Nothing wrong with golf or horsey culture but what we have to understand is that Greenbelt designation gives those land uses a massive subsidy. House building cannot compete for agricultural land but golf and horses can. I recently discovered another reason why we have so many golf courses around our cities: they are substitutes for landfill sites. It costs £80 a ton to dispose of ‘inert material’ in registered landfill sites but nothing if it goes into building bunkers! To quote Paul Robinson, Derby Council’s Strategic Director for Neighbourhoods, in defending the potential to capitalise on the value of the sites of the Councils two golf courses: "Effectively you go out to the waste industry and you say we will allow you to put your inert waste in our golf course…So you create mounds and bunker areas using the waste and at the core of those is inert waste." .

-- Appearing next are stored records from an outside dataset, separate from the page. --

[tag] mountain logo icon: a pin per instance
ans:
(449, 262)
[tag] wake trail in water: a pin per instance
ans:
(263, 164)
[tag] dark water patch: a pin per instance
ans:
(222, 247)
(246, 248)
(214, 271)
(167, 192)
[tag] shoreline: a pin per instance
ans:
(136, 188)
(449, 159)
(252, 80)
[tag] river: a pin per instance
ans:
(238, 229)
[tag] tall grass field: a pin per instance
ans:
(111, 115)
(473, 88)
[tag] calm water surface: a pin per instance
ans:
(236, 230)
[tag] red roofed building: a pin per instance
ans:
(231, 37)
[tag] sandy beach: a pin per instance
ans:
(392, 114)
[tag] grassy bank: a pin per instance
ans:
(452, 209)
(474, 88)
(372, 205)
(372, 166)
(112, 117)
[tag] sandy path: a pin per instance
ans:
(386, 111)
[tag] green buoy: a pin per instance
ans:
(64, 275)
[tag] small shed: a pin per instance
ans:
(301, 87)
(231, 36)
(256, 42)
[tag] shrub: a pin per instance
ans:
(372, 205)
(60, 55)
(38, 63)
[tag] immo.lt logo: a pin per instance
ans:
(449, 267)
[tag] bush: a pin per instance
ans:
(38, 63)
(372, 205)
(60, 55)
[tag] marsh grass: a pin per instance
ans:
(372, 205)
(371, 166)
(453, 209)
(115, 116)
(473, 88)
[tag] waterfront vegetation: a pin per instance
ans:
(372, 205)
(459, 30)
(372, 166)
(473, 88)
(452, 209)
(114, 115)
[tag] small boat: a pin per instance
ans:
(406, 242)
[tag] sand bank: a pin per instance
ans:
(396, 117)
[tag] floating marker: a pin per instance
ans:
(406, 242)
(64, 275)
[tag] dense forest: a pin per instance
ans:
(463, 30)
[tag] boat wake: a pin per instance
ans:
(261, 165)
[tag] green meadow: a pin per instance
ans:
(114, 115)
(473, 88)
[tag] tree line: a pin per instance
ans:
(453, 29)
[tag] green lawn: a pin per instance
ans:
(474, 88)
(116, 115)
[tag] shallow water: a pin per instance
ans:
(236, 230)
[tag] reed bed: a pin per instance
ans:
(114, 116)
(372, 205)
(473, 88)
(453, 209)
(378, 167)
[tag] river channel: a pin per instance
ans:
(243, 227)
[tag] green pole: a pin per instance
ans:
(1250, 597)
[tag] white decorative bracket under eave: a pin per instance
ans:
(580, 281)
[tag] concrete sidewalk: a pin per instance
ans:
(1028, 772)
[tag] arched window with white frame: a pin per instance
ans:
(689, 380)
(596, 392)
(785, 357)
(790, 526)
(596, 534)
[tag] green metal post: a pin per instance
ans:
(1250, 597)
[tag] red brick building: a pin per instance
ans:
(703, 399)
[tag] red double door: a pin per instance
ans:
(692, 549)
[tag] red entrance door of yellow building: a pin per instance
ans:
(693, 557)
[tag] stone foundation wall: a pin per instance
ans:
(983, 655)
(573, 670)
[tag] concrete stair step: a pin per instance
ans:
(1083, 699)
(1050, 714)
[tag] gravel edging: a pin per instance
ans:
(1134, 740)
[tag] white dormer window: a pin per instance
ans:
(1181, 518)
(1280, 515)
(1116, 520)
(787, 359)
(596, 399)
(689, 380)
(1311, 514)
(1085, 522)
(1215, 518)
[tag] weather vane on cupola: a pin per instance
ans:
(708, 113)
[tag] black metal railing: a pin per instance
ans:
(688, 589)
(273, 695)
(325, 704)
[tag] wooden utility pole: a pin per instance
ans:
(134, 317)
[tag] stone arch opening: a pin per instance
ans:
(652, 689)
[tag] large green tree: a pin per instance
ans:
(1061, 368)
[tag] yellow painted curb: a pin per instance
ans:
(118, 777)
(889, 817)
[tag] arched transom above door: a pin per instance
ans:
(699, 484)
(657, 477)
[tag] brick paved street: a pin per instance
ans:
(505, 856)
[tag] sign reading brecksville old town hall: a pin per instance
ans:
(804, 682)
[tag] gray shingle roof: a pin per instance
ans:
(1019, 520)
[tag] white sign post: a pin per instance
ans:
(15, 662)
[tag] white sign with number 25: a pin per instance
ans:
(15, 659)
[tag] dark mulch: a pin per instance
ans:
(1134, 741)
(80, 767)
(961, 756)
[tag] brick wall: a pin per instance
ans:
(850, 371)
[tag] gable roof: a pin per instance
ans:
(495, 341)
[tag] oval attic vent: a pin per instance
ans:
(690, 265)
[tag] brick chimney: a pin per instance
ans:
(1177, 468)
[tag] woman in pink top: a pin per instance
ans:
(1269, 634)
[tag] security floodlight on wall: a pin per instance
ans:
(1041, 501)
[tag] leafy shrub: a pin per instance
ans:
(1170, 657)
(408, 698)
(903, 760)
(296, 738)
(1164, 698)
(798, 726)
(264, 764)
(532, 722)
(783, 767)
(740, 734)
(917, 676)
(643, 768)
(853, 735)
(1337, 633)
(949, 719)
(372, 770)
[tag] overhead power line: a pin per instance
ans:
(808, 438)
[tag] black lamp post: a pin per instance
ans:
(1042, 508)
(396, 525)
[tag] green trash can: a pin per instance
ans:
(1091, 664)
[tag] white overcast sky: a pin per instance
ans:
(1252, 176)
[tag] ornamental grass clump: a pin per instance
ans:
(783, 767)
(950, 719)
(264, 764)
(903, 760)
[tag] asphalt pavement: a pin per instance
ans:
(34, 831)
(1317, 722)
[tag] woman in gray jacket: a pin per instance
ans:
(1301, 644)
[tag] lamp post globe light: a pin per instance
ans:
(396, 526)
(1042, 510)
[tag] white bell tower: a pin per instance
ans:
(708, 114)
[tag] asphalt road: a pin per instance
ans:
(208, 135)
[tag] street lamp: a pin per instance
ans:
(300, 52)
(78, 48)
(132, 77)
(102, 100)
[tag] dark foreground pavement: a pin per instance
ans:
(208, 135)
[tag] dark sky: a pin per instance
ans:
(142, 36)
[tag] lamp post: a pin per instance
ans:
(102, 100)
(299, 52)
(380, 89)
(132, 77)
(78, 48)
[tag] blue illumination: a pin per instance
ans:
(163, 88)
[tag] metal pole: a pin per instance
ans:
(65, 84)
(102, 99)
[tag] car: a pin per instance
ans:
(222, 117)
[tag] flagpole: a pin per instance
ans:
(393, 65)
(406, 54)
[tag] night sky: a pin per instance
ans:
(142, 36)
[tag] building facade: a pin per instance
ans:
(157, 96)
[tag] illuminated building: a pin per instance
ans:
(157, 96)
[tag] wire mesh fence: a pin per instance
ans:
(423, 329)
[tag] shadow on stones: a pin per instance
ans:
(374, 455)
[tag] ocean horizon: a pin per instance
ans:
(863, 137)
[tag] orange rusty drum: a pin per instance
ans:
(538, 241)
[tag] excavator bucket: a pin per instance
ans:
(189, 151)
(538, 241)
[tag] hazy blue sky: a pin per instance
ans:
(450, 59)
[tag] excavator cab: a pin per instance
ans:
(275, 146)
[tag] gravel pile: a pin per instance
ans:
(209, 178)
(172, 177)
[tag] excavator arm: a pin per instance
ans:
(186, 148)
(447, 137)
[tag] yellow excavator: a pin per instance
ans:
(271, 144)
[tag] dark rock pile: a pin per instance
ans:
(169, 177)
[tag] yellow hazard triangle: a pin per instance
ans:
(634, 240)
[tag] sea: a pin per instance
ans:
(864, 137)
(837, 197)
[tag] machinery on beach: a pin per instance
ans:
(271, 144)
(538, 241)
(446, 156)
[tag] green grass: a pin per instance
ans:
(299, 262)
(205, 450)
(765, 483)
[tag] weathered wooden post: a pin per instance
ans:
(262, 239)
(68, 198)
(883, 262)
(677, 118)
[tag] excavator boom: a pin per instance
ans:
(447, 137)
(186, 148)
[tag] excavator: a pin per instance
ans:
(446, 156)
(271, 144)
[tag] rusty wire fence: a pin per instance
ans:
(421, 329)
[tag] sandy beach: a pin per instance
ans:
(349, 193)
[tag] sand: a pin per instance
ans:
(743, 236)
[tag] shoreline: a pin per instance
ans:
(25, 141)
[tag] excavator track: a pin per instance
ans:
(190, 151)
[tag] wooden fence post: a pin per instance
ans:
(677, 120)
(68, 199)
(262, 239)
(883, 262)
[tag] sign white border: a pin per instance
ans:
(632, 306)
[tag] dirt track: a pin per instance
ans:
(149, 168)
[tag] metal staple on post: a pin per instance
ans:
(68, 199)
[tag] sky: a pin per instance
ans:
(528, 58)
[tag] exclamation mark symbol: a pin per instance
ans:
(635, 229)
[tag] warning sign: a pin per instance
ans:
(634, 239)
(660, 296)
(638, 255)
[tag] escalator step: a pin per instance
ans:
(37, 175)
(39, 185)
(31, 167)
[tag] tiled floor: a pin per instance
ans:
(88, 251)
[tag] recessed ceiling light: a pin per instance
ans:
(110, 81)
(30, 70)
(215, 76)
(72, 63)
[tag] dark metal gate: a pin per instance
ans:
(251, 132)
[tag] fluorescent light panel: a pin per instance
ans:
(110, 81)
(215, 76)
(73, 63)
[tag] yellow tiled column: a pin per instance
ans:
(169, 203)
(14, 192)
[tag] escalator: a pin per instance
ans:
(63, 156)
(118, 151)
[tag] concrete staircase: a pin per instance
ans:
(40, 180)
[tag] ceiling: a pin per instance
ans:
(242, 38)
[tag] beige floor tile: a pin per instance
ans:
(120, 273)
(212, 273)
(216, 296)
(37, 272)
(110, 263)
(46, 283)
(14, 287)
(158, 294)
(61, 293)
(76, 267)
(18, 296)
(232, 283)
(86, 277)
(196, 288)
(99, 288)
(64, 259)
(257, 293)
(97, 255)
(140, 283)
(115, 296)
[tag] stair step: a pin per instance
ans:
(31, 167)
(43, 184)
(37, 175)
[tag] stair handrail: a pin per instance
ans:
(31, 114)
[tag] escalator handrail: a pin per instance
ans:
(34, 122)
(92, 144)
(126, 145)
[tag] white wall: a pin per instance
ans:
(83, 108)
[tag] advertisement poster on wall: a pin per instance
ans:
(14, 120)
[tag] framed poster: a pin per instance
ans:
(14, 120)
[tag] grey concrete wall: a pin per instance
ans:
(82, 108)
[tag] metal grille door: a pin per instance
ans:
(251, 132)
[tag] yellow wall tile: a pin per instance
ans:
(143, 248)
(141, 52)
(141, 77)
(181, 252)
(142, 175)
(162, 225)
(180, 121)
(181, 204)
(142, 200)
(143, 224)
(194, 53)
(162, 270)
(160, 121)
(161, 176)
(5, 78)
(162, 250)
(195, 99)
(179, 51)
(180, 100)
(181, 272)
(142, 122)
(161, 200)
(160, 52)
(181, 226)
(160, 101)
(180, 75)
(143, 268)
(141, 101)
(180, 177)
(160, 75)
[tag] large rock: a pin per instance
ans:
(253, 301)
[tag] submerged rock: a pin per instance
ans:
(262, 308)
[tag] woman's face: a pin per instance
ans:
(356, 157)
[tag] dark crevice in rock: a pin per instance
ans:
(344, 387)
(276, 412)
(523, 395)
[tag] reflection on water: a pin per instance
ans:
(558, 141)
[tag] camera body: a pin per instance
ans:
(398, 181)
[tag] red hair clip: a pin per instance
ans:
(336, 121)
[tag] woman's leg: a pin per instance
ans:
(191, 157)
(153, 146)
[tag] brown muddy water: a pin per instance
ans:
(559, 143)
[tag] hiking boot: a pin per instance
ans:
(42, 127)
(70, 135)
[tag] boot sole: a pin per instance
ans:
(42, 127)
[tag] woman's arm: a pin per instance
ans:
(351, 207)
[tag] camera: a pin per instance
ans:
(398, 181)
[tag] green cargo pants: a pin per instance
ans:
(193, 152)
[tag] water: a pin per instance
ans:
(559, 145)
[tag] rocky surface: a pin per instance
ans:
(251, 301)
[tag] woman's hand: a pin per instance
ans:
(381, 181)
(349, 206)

This is one factor which underlies the proliferation of golf courses close to sources of builders’ waste and on land where there is no competition from houses. As noted in The Economist there is a serious oversupply of them. So the combination of Greenbelt designation and landfill costs means we can build as many golf courses as the market demands at their subsidised price but we cannot build houses. It is time to start turning some of our excess supply of golf courses into gardens; with houses on them!

The whole thing is a good read, particular the estimate of how much greenfield land is currently available to build on within a ten minute walk of a train station. (Quite a lot.)